Acellus Learning Accelerator, the controversial distance learning platform relied upon by many Hawaii public schools during this period of remote learning, will likely be eliminated by the end of the school year, according to state Board of Education documents released Friday.
“Acellus will be discontinued. Schools may phase out the program by the end of the 2020-21 school year,” says a memo from BOE Chairwoman Catherine Payne to the rest of the board.
The memo adds that families who are currently relying on Acellus while their kids are out of the classroom be “allowed to switch to another learning option immediately.”
Although the memo is technically a proposal that will be voted upon by the full board when it meets Thursday, Payne said in an interview Friday the Department of Education is fully aware of the board’s recommendation and had raised no objection.
“The DOE knows what I’m doing,” she said.
The board’s recommendation for the DOE to completely drop Acellus by the end of the school year as a distance learning option or credit recovery option marks a stark turn of events in the continuing saga over the problematic curriculum.
Previously, the DOE said it would leave it up to individual school principals to decide whether to continue with Acellus Learning Accelerator, a curriculum packaged by the Missouri-based nonprofit International Academy of Science, founded by Roger Billings, who has pushed back against the criticism in pleading Facebook videos and other messages to supporters.
The first Hawaii schools to yank Acellus as a distance learning program did so back in late August, condemning the program for featuring racist imagery, age-inappropriate content and culturally insensitive lessons.
Offensive content included a multiple choice option of “Towelban” in a question referencing Osama bin Laden; a video where an instructor pulls a toy gun out of a box to demonstrate the sound of the letter “g”; plus a range of other questions generalizing other cultures or glossing over Hawaii’s history.

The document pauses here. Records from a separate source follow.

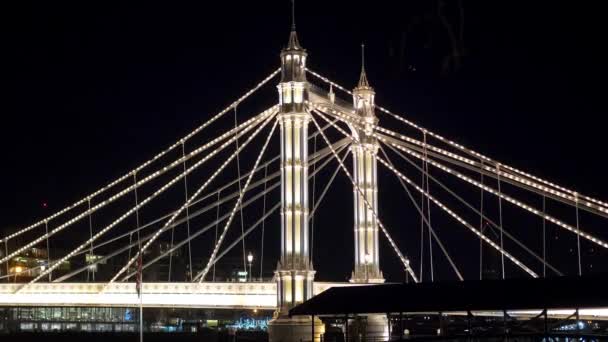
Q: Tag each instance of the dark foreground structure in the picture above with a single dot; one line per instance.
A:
(551, 309)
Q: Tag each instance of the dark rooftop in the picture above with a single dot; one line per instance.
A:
(510, 294)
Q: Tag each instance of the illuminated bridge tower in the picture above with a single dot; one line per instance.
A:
(367, 265)
(294, 274)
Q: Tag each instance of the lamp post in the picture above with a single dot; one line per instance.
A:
(368, 260)
(250, 261)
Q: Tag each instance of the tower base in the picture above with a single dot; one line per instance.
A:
(295, 329)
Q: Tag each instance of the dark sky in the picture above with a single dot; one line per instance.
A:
(90, 91)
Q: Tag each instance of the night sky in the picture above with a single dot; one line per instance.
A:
(91, 91)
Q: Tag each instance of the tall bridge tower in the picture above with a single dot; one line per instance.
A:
(364, 149)
(294, 273)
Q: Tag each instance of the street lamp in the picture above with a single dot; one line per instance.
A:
(368, 260)
(250, 261)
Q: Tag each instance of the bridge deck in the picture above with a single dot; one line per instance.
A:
(261, 295)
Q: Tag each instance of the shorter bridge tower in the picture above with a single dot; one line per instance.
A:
(294, 273)
(364, 149)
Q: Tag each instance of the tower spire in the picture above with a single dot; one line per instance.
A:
(293, 15)
(293, 44)
(363, 83)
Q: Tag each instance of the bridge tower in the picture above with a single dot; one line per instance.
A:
(294, 273)
(364, 149)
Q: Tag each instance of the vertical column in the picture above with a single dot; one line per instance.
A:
(367, 263)
(364, 150)
(294, 272)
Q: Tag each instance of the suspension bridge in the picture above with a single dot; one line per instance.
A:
(191, 177)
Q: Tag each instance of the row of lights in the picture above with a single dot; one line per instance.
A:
(392, 243)
(145, 164)
(469, 151)
(209, 180)
(512, 200)
(234, 209)
(102, 204)
(474, 163)
(450, 212)
(459, 219)
(139, 205)
(503, 196)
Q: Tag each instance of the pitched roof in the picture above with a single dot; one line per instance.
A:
(510, 294)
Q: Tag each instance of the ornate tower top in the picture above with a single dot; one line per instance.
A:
(364, 101)
(363, 83)
(293, 44)
(293, 91)
(293, 57)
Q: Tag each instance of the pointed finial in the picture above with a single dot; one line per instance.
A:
(362, 57)
(363, 78)
(293, 15)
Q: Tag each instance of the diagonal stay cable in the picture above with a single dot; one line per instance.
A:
(225, 229)
(404, 261)
(205, 184)
(146, 163)
(137, 207)
(478, 212)
(427, 222)
(246, 127)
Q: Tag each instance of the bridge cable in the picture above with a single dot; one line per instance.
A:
(155, 194)
(327, 186)
(446, 209)
(339, 146)
(490, 171)
(481, 226)
(238, 167)
(502, 257)
(150, 161)
(601, 206)
(501, 195)
(263, 224)
(428, 223)
(7, 266)
(91, 272)
(428, 208)
(404, 260)
(471, 181)
(217, 222)
(422, 204)
(190, 266)
(487, 220)
(241, 195)
(247, 126)
(277, 206)
(137, 215)
(245, 204)
(48, 248)
(315, 158)
(176, 246)
(578, 239)
(459, 219)
(312, 218)
(195, 195)
(544, 238)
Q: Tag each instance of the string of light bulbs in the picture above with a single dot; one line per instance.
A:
(139, 205)
(144, 164)
(443, 207)
(462, 148)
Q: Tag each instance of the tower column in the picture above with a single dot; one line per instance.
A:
(294, 274)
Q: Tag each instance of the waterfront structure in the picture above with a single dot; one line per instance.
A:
(303, 110)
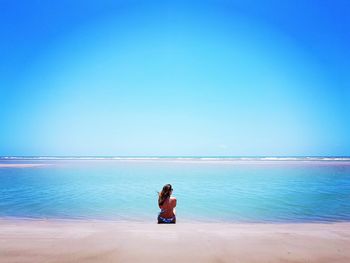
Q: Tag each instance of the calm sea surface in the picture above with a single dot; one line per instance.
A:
(207, 190)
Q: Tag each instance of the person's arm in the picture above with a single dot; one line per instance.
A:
(173, 202)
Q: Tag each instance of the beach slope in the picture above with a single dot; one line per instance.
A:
(97, 241)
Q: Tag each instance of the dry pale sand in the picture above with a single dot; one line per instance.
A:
(96, 241)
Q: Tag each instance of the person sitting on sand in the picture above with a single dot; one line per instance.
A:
(167, 204)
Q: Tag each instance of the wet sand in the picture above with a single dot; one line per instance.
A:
(106, 241)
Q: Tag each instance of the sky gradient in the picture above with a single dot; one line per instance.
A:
(215, 78)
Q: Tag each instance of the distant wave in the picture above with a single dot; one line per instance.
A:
(179, 158)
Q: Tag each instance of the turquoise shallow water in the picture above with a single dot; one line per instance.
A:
(220, 191)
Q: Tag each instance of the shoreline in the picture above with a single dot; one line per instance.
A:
(108, 241)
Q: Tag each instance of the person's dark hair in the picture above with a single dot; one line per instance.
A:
(164, 194)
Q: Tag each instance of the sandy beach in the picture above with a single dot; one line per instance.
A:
(105, 241)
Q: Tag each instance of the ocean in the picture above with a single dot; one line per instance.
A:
(207, 189)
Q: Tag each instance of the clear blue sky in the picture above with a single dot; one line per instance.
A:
(175, 77)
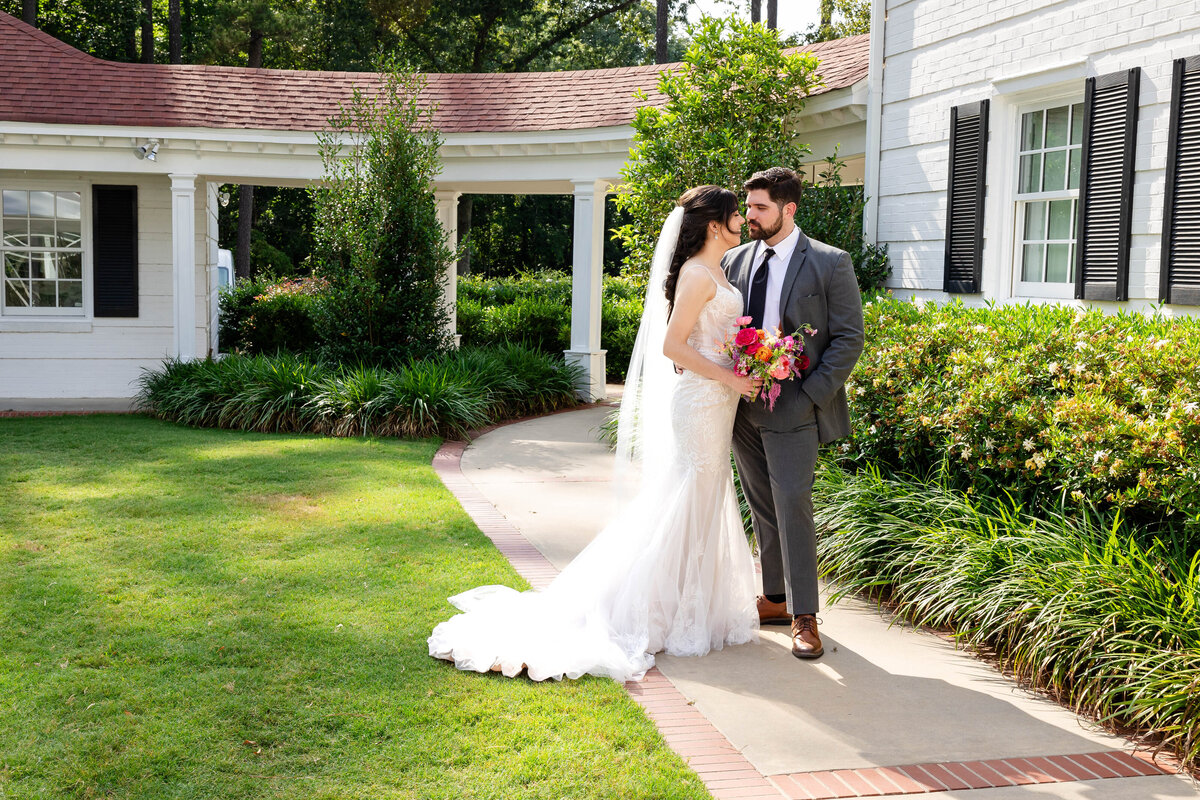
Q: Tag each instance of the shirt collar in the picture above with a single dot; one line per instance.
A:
(785, 248)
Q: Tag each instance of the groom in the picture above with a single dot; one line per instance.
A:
(790, 281)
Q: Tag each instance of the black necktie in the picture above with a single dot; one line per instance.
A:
(759, 290)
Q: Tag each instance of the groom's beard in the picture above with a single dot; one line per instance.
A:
(762, 232)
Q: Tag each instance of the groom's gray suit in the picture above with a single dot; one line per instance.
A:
(777, 451)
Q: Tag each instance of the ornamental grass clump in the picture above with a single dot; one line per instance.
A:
(444, 395)
(1074, 603)
(1051, 403)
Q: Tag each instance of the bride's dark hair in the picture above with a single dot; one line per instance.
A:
(701, 205)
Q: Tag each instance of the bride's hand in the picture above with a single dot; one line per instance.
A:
(745, 385)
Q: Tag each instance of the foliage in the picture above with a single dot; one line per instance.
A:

Acellus Learning Accelerator contains a suite of 300 courses in core content areas like science, math, language arts and social studies for grades K-12.
Despite the growing amount of negative attention on Acellus as Hawaii parents came forward to report inappropriate content, the DOE refused to pull the program altogether — although several school districts around the U.S. chose to do so.
Instead, the DOE asked parents to fill out a form so their complaints could be vetted and said it would “work directly with the vendor” to address or scrub any inappropriate content.
Some Hawaii families said they were “locked” into using Acellus back in July as part of a pact with their kids’ schools to choose and stick to an alternative to in-person learning. Right now, almost all DOE schools are in distance learning format.
When the board pressed DOE about Acellus, education officials assured the board they would conduct a “comprehensive review” of the platform before the second quarter of the school year, which begins Monday.
Payne’s memo refers to the DOE’s “draft findings” from the Office of Curriculum and Instructional Design — which also gave poor reviews of Acellus back in May — and the Civil Rights Compliance Branch, but it does not go into further detail about what those reviews entailed.
It also says the DOE is finalizing a comprehensive review process for other outside curriculum for schools to use moving forward.
“Focusing on this positive outcome, I would like the Department to move forward with its improved vetting process and move on from Acellus and all of the problems it has caused for families and schools,” the memo states.
Additionally, Payne writes that it behooves school Superintendent Christina Kishimoto to acknowledge that “the selection of Acellus was a mistake made in the midst of chaos brought on by the pandemic but a mistake nonetheless.”
“It is a mistake that the Department has learned from, and a mistake that it should now remedy,” she wrote.
In a statement Friday, DOE deputy superintendent Phyllis Unebasami said concerns raised around Acellus “warrant action by the Department.”
“We are working to move forward in a manner that supports our students in the least disruptive manner possible,” she said.
Acellus is currently being used by an estimated 80,000 Hawaii public school students. The cost of one user license has ranged from $25 to $100 per student.
While the platform is a relative newcomer for online curriculum this school year, the Hawaii DOE has been using Acellus for credit recovery for high school students for the past decade.
Payne said it’s not realistic to expect all DOE schools to drop Acellus immediately, since there is little funding to purchase another online curriculum at this stage of the school year and many distance learning families could still be relying on this program to chug through the year.
“If parents want their kids out now, schools will have to accommodate that,” she said. “If they need to continue for the rest of the year, I’m allowing we recommend them to allow to do that, but it has to drop dead at the end of the school year.”